1. Start Physical Therapy at an Early Age
If your child has Duchenne muscular dystrophy (DMD), get him into physical therapy as early as you can. This form of MD mostly affects boys and is diagnosed when a child is between 2 to 6 years old. Your child’s physical therapist will teach you what type of exercise is safe for him to do in the early stages of the diseases. When he can’t walk anymore, he’ll do passive stretching in therapy to maintain flexibility. You will learn about the kinds of splints and braces that reduce stiffness near your child’s joints and about the types of adaptive equipment that is available to you.

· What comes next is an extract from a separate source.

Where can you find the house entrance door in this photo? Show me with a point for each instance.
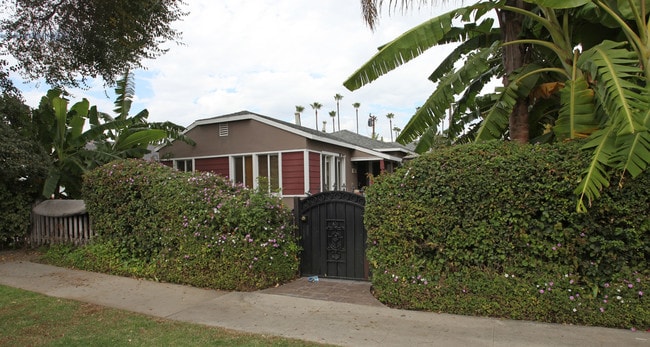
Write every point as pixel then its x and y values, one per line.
pixel 332 235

2. Cope With Emotional Issues
Coping with the emotional issues that stem from having a family member with Duchenne MD is a dual task for parents. On the one hand, you’ll need to help your child deal with being different at school and perhaps needing surgery for scoliosis as well as the anger he may feel about these issues. After you have taken care of your child’s emotional health, you need to manage your own feelings about the disease and how it’s affected your life and family. Get information about support groups for families of people with neuromuscular disease from your local hospital or Muscular Dystrophy Association (MDA). Meetings such as these can provide support and encouragement for the entire family.
3. Coordinate an Expert Medical Team
With your primary-care doctor’s help, put together a team of specialists in whom you trust. The professionals who are usually involved with DMD include physical therapists, an orthopedist, a neurologist and sometimes a dietician. The staff of your child’s school should also be involved when needed. Many children with DMD have developmental delays and may need to have IEPs (individualized education programs) at school.